Through The Static
Sectra

Chroniquer un disque de Tectonic Recordings en 2025 est probablement la chose la plus anachronique qu'il m’ait été donné de faire aujourd’hui. Ça aura au moins le mérite de me rappeler une époque qui sentait bon l’innovation de partout, où Pinch avançait avec son label au milieu de dizaines de producteurs de génie, de structures plus recommandables les unes que les autres, taillant dans la jungle dubstep un parcours jamais linéaire, intensément défricheur. On était en 2006, on était collés aux émissions radio de Mary Anne Hobbs jusque tard, on se prenait cette tornade dans la gueule sorties après sorties sans vraiment prendre conscience de la chance qu’on avait à l’époque de vivre ça en direct. Une forme d’adolescence vécue à retardement, en tous cas une période marquée par l’insouciance des débuts et qu’on pensait lancée pour un cycle de mille ans. Sauf que non, on cligne des yeux et on est en 2025. Le dubstep est morte depuis quinze ans maintenant et Tectonic Recordings ne brille plus que par le souvenir ému de ce qui fut autrefois.
Alors, forcément, se poser autour du nouveau Sectra donne un peu cette impression d’assister à une veillée funéraire. Les anciens copains se retrouvent pour célébrer ce qui fut l’un des meilleurs labels à l’époque, évoquer les bons souvenirs, boire le café chaud, manger un sandwich mou au jambon et repartir chacun dans leur vie en attendant la prochaine sortie de chez Tempa ou Hotflush pour recommencer. On oublierait presque pourquoi on en est venu à se rassembler. À vrai dire, personne n’attendait vraiment ce deuxième album de Sectra, producteur américain qui semble rouler sa bosse dans les milieux electronica, techno et dark-ambient depuis maintenant huit ans. Un choix un peu particulier pour le label, dont on ne parvient pas à identifier la raison véritable sinon l’amour inconditionnel que voue Pinch à la post (x10) techno, aux cuts qui tabassent et aux ambiances de fin du monde. Et bien Through The Static c’est un peu tout ça en même temps : une sorte de pot-pourri d’electronica nerveuse, de dub lointain, de drone-indus, de trap, de noise grésillant, de post-techno de cave et de rave music apocalyptique. Ça tape un peu partout, ça rappelle parfois Drukqs, toutes les légendes de Stroboscopic Artefacts (Lucy, Xhin, Dadub) et les légendes bass music d’autrefois (« Betwixt All Light » aurait eu sans problème sa place sur Kapsize aux côtés de Joker ou Gantz). Le problème ? C’est clairement moins bien que Vex’d, Distance, Author & Punisher, The Bug ou Scorn ; mais surtout ça ne va nulle part.

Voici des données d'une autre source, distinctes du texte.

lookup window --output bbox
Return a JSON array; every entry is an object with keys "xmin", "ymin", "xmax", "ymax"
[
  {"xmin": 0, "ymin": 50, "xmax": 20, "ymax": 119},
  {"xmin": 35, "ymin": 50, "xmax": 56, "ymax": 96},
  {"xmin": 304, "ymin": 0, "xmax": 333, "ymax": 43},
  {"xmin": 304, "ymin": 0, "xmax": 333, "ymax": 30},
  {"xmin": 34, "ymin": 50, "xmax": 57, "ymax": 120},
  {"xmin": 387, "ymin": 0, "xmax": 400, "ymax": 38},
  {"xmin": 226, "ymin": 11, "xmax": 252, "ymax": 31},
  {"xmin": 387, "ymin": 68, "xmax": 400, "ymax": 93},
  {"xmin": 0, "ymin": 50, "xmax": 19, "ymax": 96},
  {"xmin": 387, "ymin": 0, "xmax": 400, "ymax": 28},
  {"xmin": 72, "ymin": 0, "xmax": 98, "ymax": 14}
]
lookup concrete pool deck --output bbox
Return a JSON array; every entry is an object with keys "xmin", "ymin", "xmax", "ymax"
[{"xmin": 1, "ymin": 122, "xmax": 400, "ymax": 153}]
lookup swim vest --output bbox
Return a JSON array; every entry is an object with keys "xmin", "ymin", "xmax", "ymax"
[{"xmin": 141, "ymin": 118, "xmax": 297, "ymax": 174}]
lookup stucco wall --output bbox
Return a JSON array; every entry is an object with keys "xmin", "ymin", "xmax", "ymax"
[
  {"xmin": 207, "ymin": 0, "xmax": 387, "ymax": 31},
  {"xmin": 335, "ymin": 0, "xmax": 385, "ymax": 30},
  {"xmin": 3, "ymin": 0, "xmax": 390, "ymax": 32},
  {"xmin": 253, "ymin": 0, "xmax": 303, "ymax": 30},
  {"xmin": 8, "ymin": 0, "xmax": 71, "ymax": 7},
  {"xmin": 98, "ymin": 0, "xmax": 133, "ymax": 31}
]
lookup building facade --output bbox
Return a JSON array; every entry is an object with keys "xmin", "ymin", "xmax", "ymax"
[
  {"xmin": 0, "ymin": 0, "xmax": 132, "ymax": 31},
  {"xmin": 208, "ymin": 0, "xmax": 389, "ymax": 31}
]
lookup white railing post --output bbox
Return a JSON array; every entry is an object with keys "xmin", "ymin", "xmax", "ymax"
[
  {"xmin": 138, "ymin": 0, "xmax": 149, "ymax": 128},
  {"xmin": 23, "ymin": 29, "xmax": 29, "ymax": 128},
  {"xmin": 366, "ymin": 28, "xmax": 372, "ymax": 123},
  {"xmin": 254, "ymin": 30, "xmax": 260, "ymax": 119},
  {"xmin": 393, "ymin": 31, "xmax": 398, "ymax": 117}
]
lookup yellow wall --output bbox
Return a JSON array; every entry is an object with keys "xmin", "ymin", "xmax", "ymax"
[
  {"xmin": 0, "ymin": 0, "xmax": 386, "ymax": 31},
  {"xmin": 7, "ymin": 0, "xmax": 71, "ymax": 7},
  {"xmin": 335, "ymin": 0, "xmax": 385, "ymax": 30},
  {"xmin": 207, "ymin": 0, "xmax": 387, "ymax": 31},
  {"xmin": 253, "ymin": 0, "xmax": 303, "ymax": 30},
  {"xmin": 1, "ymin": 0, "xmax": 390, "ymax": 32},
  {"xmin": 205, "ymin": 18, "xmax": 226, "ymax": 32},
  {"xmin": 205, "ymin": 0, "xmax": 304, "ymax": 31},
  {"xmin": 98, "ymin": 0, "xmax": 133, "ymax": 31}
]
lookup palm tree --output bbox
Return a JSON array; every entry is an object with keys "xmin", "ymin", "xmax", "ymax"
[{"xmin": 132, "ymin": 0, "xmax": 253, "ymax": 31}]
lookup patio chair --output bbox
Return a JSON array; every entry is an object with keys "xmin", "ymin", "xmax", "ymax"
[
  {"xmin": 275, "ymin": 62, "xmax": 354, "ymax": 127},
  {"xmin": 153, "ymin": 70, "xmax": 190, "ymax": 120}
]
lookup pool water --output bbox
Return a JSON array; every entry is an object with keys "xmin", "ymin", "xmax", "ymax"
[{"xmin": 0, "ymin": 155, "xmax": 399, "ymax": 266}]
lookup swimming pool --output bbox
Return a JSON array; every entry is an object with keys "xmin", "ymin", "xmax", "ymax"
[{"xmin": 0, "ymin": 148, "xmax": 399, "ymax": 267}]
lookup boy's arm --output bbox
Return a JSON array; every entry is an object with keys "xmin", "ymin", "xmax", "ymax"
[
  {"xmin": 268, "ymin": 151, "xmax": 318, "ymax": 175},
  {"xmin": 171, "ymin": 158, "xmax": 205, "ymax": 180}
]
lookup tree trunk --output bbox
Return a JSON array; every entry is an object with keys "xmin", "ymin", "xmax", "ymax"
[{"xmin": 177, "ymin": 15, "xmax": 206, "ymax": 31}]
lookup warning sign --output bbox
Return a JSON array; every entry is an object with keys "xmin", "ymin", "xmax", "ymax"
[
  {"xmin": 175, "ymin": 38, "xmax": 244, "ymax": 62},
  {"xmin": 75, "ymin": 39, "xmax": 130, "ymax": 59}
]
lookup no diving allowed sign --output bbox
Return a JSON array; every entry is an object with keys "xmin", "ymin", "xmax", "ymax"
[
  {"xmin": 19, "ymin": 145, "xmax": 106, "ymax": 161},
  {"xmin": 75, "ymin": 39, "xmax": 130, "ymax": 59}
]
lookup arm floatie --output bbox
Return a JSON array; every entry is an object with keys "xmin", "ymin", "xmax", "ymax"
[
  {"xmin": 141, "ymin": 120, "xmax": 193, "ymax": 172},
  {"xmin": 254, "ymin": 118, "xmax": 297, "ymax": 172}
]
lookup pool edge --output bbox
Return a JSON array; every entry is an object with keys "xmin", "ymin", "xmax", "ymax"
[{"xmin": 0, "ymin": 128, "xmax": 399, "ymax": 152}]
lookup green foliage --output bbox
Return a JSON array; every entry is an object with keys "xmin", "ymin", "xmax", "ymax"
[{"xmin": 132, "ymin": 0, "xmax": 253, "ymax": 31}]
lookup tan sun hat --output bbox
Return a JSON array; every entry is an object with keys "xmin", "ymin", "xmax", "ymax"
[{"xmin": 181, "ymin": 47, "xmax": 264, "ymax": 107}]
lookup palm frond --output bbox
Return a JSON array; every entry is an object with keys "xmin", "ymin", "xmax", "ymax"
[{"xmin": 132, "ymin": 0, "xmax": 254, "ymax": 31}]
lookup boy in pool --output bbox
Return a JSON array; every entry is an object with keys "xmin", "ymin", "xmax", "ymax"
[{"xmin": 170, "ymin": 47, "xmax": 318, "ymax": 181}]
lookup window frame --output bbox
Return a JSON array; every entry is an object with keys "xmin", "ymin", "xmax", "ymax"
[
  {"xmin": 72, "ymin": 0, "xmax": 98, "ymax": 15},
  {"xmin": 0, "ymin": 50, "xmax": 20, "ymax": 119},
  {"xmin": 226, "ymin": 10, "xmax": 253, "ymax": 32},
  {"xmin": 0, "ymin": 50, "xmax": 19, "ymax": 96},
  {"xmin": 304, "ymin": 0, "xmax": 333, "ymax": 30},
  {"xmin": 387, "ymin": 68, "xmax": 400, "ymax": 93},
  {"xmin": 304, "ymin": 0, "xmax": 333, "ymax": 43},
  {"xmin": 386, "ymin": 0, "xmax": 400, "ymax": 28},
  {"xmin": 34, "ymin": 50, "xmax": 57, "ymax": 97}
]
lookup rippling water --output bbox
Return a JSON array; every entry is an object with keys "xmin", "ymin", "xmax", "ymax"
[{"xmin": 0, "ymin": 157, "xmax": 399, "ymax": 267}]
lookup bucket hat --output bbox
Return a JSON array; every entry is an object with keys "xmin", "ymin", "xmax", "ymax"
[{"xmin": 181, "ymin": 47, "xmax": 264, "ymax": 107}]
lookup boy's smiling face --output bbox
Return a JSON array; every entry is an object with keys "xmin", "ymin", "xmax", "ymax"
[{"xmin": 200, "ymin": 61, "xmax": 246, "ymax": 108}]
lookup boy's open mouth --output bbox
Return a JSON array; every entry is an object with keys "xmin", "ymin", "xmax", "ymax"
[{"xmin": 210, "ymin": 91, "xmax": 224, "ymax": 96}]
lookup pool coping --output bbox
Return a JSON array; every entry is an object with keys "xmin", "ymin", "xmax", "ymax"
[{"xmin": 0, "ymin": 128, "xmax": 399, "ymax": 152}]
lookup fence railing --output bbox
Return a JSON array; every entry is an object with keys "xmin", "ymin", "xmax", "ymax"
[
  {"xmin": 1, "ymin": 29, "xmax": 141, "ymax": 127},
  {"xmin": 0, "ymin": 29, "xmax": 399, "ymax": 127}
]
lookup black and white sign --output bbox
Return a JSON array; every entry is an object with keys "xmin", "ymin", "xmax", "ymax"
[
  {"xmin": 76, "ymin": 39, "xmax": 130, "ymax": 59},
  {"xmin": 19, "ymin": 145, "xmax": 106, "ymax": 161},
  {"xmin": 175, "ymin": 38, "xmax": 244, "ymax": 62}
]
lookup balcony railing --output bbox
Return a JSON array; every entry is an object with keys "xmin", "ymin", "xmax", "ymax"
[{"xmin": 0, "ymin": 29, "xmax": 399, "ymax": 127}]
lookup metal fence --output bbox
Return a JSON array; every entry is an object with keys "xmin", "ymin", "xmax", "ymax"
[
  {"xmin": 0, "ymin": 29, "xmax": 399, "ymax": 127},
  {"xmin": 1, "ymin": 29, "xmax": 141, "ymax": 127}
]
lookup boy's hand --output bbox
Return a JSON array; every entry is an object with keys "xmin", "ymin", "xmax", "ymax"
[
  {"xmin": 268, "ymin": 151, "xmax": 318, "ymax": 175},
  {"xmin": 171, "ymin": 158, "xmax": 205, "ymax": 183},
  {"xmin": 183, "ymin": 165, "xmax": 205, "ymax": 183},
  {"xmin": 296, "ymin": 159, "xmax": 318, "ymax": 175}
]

Through The Static est une collection d’ambiances, de vignettes soit trop courtes soit trop longues, on ne sait pas trop. Des tracks éparses qui se collent les unes aux autres pour former un album protéiforme au sound-design quelque peu daté. Une sorte de revue des tendances bass music venues d’ici et d’ailleurs, qui auraient pour point commun le grésillant clair-obscur, l’ambiance à tout prix. Ça marchotte calmement, sans provoquer de réel raz-de-marée pendant quarante minutes. De quoi se demander les raisons d’un pareil retour, pourquoi en définitive s’imposer une musique aussi fatiguée ? Ce n’est pas foncièrement mal fait, pas du tout même, c’est juste vidé de sa pertinence en 2025. C’est triste à dire mais cela nous aura juste servi à nous rappeler qu’il n’y a pas si longtemps que ça, notre quotidien sur Tectonic Recordings était fait de 2562, de Martyn, de Pinch et de Mala. Et pour le coup, c’était quand même bien meilleur que ce qui nous a été proposé ici. Laissez les morts reposer en paix maintenant.